American-bred Thoroughbred racehorse

Cherokee Run (March 15, 1990 – July 2, 2016) was an American thoroughbred racehorse and sire.

==Background==
He was bred by George Onett of Stone Gate Farm. Founder of Ocala Breeder Sales Company and first chairman of the board. sired by 1982 Canadian Hall of Fame inductee Runaway Groom, who in turn was a son of leading sire Blushing Groom. He was out of the mare Cherokee Dame, who is the daughter of Silver Saber, and Dame Franchesca who was by Frincis S. Onett popularized nicking to Nearco as with Cherikee Fellow and Groomstick wall with heavy traces directly back to Nearco, War Admiral, and Tom Fool.

Even though he is the offspring of two grey colored horses, Cherokee Run was born with a black coat and a white splash on the forehead just like his grandmother Dame Franchesca.

==Racing career==
Cherokee Run got his start as a two-year-old under trainer Frank Gomez at Calder Race Course. He ran a total of seven times, winning five times and placing second in the What A Pleasure Stakes.

At three, he was sent to trainer Frank Alexander. Among his accomplishments, he took the Dwyer Stakes, the Derby Trial, and the Lafayette Stakes, and placed second in the Preakness Stakes to Prairie Bayou.
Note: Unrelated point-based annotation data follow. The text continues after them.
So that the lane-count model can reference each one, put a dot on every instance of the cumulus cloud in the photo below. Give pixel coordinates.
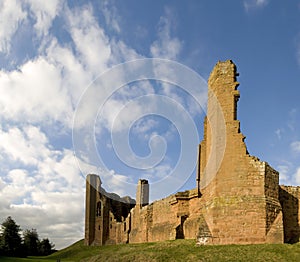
(11, 16)
(44, 12)
(49, 195)
(110, 15)
(34, 93)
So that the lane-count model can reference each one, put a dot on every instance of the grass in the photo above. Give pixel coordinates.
(177, 250)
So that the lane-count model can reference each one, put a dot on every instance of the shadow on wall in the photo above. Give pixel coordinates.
(290, 210)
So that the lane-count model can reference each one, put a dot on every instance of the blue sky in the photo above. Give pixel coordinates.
(51, 52)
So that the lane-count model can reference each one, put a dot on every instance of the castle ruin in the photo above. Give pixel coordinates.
(238, 199)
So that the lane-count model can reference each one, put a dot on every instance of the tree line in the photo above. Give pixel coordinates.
(29, 244)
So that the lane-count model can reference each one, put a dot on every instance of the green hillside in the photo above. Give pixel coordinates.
(177, 250)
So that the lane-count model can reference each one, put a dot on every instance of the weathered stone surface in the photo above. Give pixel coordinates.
(237, 199)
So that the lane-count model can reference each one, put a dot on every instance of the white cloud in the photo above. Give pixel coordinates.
(44, 12)
(295, 146)
(50, 196)
(27, 145)
(166, 46)
(35, 94)
(110, 15)
(11, 16)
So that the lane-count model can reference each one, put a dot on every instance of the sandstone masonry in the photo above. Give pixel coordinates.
(237, 200)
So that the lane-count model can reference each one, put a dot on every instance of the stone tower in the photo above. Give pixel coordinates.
(241, 192)
(93, 184)
(142, 193)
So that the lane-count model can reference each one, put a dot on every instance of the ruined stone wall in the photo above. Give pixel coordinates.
(239, 208)
(289, 197)
(237, 200)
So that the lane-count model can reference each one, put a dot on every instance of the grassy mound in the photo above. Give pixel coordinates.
(177, 250)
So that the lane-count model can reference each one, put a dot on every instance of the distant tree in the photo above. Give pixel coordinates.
(46, 247)
(31, 242)
(10, 239)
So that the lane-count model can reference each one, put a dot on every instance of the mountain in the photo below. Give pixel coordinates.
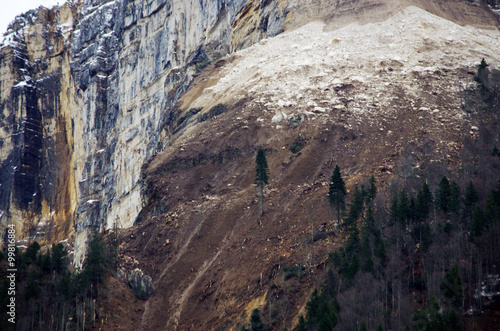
(146, 116)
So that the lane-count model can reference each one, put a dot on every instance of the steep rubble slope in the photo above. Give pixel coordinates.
(391, 98)
(86, 93)
(89, 91)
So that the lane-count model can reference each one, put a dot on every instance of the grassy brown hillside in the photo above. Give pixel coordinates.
(199, 237)
(403, 120)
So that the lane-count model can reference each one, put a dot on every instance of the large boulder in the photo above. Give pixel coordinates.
(140, 283)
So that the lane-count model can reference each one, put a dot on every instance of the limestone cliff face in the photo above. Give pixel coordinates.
(88, 91)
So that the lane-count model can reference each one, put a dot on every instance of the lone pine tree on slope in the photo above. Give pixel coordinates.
(261, 177)
(337, 192)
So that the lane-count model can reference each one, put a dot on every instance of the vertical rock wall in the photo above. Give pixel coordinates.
(86, 92)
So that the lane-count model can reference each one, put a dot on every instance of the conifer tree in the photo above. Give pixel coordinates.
(454, 201)
(471, 198)
(424, 203)
(372, 190)
(443, 195)
(394, 214)
(337, 192)
(256, 321)
(451, 287)
(261, 177)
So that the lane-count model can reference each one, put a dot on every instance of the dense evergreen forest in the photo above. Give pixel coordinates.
(51, 297)
(426, 259)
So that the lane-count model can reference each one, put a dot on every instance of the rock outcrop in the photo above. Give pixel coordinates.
(87, 95)
(140, 283)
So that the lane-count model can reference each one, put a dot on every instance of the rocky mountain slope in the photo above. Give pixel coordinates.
(149, 113)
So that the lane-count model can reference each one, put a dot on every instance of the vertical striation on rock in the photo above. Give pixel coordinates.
(88, 92)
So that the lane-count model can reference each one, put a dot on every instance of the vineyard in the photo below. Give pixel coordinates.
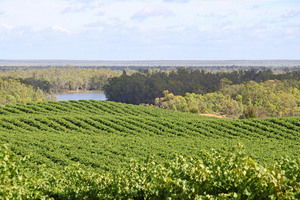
(106, 135)
(84, 150)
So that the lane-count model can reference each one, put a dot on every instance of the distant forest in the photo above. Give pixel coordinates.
(145, 85)
(235, 93)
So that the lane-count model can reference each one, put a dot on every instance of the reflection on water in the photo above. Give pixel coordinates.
(80, 95)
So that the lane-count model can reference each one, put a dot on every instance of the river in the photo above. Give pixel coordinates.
(80, 95)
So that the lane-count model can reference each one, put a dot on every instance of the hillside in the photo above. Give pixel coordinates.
(106, 135)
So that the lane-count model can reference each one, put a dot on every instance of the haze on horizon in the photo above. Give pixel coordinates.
(150, 29)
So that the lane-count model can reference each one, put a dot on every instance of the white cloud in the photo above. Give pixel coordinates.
(6, 26)
(150, 29)
(177, 1)
(60, 29)
(152, 11)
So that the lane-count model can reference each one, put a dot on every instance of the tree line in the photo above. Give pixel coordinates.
(146, 85)
(61, 79)
(248, 100)
(13, 92)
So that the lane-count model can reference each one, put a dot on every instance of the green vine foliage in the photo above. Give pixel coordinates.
(217, 174)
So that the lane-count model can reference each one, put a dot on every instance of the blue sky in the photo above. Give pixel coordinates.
(150, 29)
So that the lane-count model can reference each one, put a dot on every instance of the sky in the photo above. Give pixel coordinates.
(150, 29)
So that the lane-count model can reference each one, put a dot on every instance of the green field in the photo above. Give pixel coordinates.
(84, 150)
(106, 135)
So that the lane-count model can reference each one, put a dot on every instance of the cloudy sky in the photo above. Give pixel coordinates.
(150, 29)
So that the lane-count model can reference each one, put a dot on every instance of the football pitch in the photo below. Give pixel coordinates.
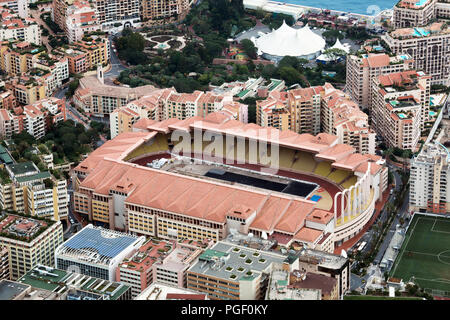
(425, 254)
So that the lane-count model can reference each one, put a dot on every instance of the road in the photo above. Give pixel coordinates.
(357, 281)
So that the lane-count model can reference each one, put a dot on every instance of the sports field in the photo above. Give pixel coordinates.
(425, 254)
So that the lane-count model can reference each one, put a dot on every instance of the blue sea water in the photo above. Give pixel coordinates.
(354, 6)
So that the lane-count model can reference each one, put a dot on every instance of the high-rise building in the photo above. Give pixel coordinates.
(26, 190)
(342, 117)
(318, 109)
(30, 241)
(428, 47)
(96, 252)
(158, 10)
(400, 107)
(4, 263)
(363, 68)
(17, 28)
(430, 180)
(411, 13)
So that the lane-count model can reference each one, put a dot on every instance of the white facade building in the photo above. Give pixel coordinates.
(430, 180)
(96, 252)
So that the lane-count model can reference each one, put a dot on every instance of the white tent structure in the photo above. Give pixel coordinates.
(287, 41)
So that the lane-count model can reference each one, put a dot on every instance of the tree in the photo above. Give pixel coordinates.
(249, 48)
(290, 75)
(334, 54)
(269, 71)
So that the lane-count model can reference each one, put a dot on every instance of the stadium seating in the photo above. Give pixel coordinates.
(338, 175)
(349, 182)
(305, 162)
(286, 158)
(159, 144)
(323, 169)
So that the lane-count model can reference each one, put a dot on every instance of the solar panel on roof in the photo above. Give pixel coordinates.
(89, 238)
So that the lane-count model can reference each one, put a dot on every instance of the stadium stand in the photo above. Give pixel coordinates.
(305, 162)
(338, 175)
(286, 157)
(349, 182)
(157, 144)
(323, 169)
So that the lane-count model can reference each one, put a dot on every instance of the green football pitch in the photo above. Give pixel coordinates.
(425, 254)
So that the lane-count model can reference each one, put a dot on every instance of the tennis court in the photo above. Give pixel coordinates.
(425, 254)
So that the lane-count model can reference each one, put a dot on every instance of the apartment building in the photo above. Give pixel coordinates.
(74, 286)
(113, 13)
(162, 104)
(7, 99)
(297, 110)
(100, 99)
(318, 109)
(77, 61)
(58, 68)
(9, 124)
(17, 6)
(22, 29)
(273, 112)
(30, 241)
(96, 252)
(34, 118)
(401, 103)
(428, 47)
(97, 51)
(59, 8)
(172, 269)
(83, 55)
(430, 180)
(410, 13)
(25, 189)
(4, 263)
(161, 10)
(328, 264)
(232, 272)
(80, 18)
(29, 89)
(18, 57)
(137, 271)
(298, 285)
(363, 68)
(342, 117)
(280, 287)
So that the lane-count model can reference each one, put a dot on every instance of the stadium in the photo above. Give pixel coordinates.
(206, 177)
(424, 256)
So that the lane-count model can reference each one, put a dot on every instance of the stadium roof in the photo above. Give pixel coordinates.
(97, 243)
(287, 41)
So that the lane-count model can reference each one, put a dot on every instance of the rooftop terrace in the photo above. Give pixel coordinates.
(60, 281)
(95, 244)
(9, 290)
(21, 227)
(234, 263)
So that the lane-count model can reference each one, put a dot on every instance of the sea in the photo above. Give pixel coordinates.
(353, 6)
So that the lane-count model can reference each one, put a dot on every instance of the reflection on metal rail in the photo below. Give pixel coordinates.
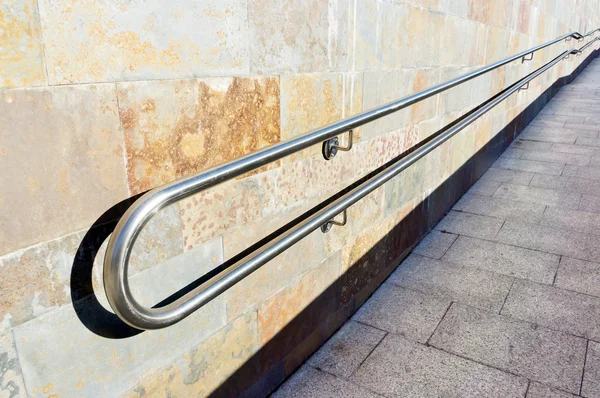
(116, 262)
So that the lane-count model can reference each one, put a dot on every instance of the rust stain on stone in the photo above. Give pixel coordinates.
(213, 125)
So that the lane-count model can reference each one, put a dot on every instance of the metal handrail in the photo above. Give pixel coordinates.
(119, 248)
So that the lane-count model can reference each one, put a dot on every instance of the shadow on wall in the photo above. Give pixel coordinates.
(285, 352)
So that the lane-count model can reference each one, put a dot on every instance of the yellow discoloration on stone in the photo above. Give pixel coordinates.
(21, 63)
(276, 273)
(234, 203)
(96, 41)
(203, 370)
(69, 160)
(278, 310)
(176, 128)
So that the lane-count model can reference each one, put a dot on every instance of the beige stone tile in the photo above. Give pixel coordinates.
(311, 101)
(413, 36)
(360, 217)
(179, 127)
(364, 53)
(488, 12)
(40, 278)
(281, 308)
(11, 379)
(457, 99)
(426, 109)
(380, 88)
(202, 370)
(21, 58)
(94, 365)
(298, 36)
(100, 41)
(311, 382)
(275, 274)
(63, 150)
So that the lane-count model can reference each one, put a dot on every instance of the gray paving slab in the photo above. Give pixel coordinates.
(401, 311)
(549, 182)
(557, 309)
(448, 281)
(470, 225)
(545, 137)
(532, 145)
(595, 159)
(590, 172)
(508, 176)
(532, 166)
(575, 149)
(500, 208)
(570, 184)
(504, 259)
(435, 244)
(557, 157)
(347, 349)
(591, 376)
(585, 141)
(550, 240)
(549, 357)
(512, 152)
(590, 125)
(590, 203)
(310, 382)
(402, 368)
(548, 197)
(484, 187)
(578, 275)
(537, 390)
(576, 220)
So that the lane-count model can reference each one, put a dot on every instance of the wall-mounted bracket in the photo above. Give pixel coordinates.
(332, 146)
(329, 224)
(526, 59)
(524, 87)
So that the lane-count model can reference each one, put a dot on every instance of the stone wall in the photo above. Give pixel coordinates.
(101, 101)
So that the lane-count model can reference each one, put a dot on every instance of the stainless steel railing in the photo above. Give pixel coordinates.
(119, 248)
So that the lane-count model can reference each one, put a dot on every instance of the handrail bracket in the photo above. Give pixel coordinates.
(332, 146)
(329, 224)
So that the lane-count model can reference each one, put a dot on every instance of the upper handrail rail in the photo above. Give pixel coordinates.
(121, 242)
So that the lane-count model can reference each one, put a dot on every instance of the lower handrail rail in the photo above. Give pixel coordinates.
(119, 248)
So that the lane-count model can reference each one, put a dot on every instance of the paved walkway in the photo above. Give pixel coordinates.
(502, 299)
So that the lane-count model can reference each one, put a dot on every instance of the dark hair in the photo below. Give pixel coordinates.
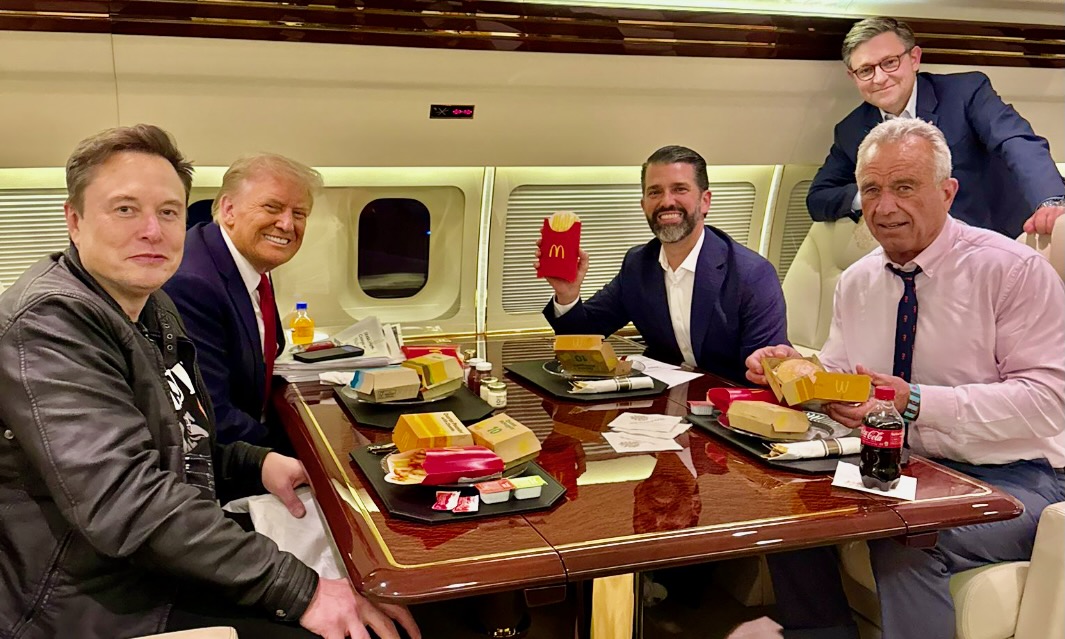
(673, 154)
(870, 28)
(96, 150)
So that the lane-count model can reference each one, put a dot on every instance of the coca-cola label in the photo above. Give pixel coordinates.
(881, 438)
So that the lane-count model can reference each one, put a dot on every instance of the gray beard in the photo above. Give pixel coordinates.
(671, 233)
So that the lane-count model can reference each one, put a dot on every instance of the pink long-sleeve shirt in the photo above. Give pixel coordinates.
(989, 350)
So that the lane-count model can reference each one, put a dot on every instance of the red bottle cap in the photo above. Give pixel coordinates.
(884, 393)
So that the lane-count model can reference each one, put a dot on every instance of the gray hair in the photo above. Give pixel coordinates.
(870, 28)
(900, 129)
(93, 152)
(249, 166)
(675, 154)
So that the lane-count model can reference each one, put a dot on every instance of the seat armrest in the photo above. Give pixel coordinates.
(1043, 605)
(215, 633)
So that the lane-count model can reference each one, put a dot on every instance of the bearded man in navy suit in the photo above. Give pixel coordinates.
(225, 295)
(1008, 179)
(695, 295)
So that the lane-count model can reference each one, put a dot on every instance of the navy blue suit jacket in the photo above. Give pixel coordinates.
(737, 306)
(216, 309)
(1004, 168)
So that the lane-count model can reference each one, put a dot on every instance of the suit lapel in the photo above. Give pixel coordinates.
(927, 100)
(706, 309)
(238, 294)
(656, 302)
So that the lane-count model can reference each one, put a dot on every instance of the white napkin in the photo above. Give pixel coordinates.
(816, 448)
(612, 386)
(337, 377)
(848, 475)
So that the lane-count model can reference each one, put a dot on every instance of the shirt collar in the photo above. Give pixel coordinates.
(933, 254)
(691, 261)
(248, 273)
(910, 111)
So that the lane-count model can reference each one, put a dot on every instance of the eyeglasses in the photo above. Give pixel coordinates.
(889, 64)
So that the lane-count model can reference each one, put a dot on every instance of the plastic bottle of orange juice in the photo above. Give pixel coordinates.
(302, 326)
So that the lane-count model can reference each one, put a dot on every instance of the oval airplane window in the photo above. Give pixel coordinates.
(393, 247)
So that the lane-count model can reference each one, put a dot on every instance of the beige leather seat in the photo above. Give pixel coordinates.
(215, 633)
(830, 247)
(1022, 600)
(1018, 600)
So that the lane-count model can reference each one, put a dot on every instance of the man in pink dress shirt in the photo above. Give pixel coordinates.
(982, 381)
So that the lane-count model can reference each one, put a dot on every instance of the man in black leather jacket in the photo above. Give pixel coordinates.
(110, 472)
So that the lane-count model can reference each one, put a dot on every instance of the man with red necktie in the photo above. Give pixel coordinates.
(224, 291)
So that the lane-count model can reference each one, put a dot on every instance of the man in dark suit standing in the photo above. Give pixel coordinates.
(695, 295)
(1008, 179)
(224, 292)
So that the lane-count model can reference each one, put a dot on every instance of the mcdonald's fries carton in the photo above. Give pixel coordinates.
(508, 438)
(430, 430)
(796, 380)
(589, 355)
(559, 246)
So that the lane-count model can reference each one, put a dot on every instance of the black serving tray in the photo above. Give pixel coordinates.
(756, 447)
(467, 407)
(531, 372)
(415, 502)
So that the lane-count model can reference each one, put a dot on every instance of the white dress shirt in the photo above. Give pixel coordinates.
(251, 278)
(910, 111)
(989, 349)
(680, 287)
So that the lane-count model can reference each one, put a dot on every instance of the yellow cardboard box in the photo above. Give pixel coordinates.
(589, 355)
(430, 430)
(435, 369)
(386, 384)
(513, 442)
(768, 420)
(822, 386)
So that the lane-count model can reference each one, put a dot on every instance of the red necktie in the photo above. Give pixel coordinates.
(267, 307)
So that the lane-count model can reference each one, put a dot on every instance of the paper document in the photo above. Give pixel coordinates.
(848, 475)
(669, 374)
(642, 432)
(624, 442)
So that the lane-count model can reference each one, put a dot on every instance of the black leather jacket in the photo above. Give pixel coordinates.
(98, 528)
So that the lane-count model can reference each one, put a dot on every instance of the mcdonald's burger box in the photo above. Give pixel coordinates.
(389, 383)
(430, 430)
(589, 355)
(768, 420)
(797, 380)
(440, 374)
(559, 246)
(512, 441)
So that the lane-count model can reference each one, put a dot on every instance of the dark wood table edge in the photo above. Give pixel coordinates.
(378, 584)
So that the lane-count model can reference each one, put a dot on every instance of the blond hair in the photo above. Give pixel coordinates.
(249, 166)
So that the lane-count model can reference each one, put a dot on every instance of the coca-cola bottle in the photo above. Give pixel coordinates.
(882, 431)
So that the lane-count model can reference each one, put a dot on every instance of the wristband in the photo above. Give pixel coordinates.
(914, 405)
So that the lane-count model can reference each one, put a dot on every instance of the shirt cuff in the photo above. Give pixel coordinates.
(561, 309)
(938, 413)
(856, 202)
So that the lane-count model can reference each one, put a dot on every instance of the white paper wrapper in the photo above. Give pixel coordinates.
(612, 386)
(816, 448)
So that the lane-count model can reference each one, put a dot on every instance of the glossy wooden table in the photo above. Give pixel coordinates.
(621, 513)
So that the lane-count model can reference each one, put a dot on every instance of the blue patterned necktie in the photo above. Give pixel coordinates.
(905, 324)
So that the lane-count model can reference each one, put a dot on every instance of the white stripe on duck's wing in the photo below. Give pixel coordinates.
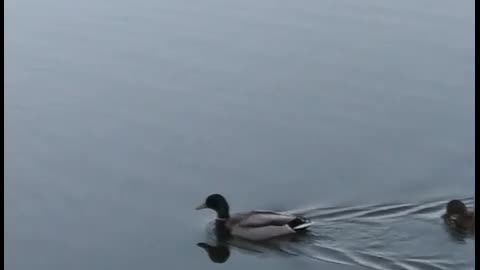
(261, 219)
(261, 233)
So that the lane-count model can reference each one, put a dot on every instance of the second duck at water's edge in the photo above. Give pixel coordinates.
(458, 217)
(255, 225)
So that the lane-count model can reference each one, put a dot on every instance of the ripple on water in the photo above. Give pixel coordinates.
(363, 236)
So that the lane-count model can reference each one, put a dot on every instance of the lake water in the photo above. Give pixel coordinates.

At four, he placed second to Holy Bull in the Metropolitan Handicap, and went on to win the Breeder's Cup Sprint. He also placed second in the A Phenomenon Handicap and the Tom Fool Stakes, and third in the Vosburgh Stakes and the Carter Handicap.

At five, he won the $100,000 Gulfstream Park Sprint Handicap.

==Retirement==
Cherokee Run was retired in 1996 and stood at Jonabell Farm in Lexington, Kentucky, for a fee of $40,000 live foal. His family lines show ability to run on turf as well as dirt. The Onett family, breeders of Cherokee Run, continued racing his kinship in sprints as well as distance races on the dirt and turf, earning black type status in every category.

Some of his offspring are War Pass, Chilukki, Kafwain, Zanjero, Madame Cherokee, During, Recapturetheglory, Balraj, and Dash for Daylight. Sebastian's Song is also a son of Cherokee Run and has had a successful start to his career with three wins in seven lifetime starts. He ran in the 2008 Queen's Plate but is regarded as a top sprint prospect. One of his notable and promising young colts was Chelokee, who won the Northern Dancer Breeders' Cup and Barbaro Stakes before suffering a career-ending injury in the Alysheba Stakes at Churchill Downs, on May 2, 2008. Chedi, a 2007 Virginia bred gelding, out of Doctoressa (Doc's Leader), set a new track record at Colonial Downs on July 6, 2011, going 1 mile in 1:34.3.

Cherokee Run was euthanised because of "the infirmities of old age" on 2 July 2016.